Jim Davis, Senior Vice President and Chief Marketing Officer for SAS, is responsible for providing strategic direction for SAS products, solutions and services and presenting the SAS brand worldwide.
Davis joined SAS in 1994 as an enterprise computing strategist focused on IT issues. He later served as program manager for data warehousing, one of SAS' first global projects to incorporate customer feedback in the development process. It was in this role that he began to develop the model for continuous communication among engineers, marketing experts and customers that he champions today. From there he was promoted to Director of Product Strategy and then vice president of Worldwide Marketing before assuming his current role.
Denis Pombriant: Jim, analytics has been an important topic for large and small enterprises for decades, but today the subject is taking on extra significance. What's driving the renewed interest?
Jim Davis: I believe a number of factors. I think we're all aware of the data volumes that are out there today, and some estimates have data doubling every 18 months. Some people say it's doubling every two years. We can debate that all we want, but I think the fact of the matter is there's just a tremendous amount of data out there, and people understand that if they can make sense of that information, it can give them not only the ability to just remain competitive in the markets, but also help them float through the down markets as well. So that's one piece.
I also think, if there has been a silver lining in the dark economic cloud that we've been dealing with the past couple of years, it's been the need to be more efficient, be more fact-based in our decision making. I think that silver lining in the cloud has been analytics, and creating an awareness of what analytics can do for an organization, taking it into the enterprise well beyond where it might have been in the past. I think it's going mainstream.

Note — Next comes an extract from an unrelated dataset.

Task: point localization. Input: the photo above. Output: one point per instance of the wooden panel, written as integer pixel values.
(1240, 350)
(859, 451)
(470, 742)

High-end analytics used to require expensive computing power. I think, when we look at storage and computing power now, it's cheap compared with where it's been in the past, so more people can use it. If we look at the last couple of years, not only have businesses become smarter but consumers have become smarter as well. So the way in which we deal with consumers of our products has to be much more targeted.
And then, there's also the issue of transparency in an organization, particularly in financial institutions and measuring risk, based on some of the issues and problems that we've had in the past few years with financial institutions. Nobody wants to go through that again. So there's a lot of demand for calculation of risk, making sure that something like we've experienced doesn't happen again.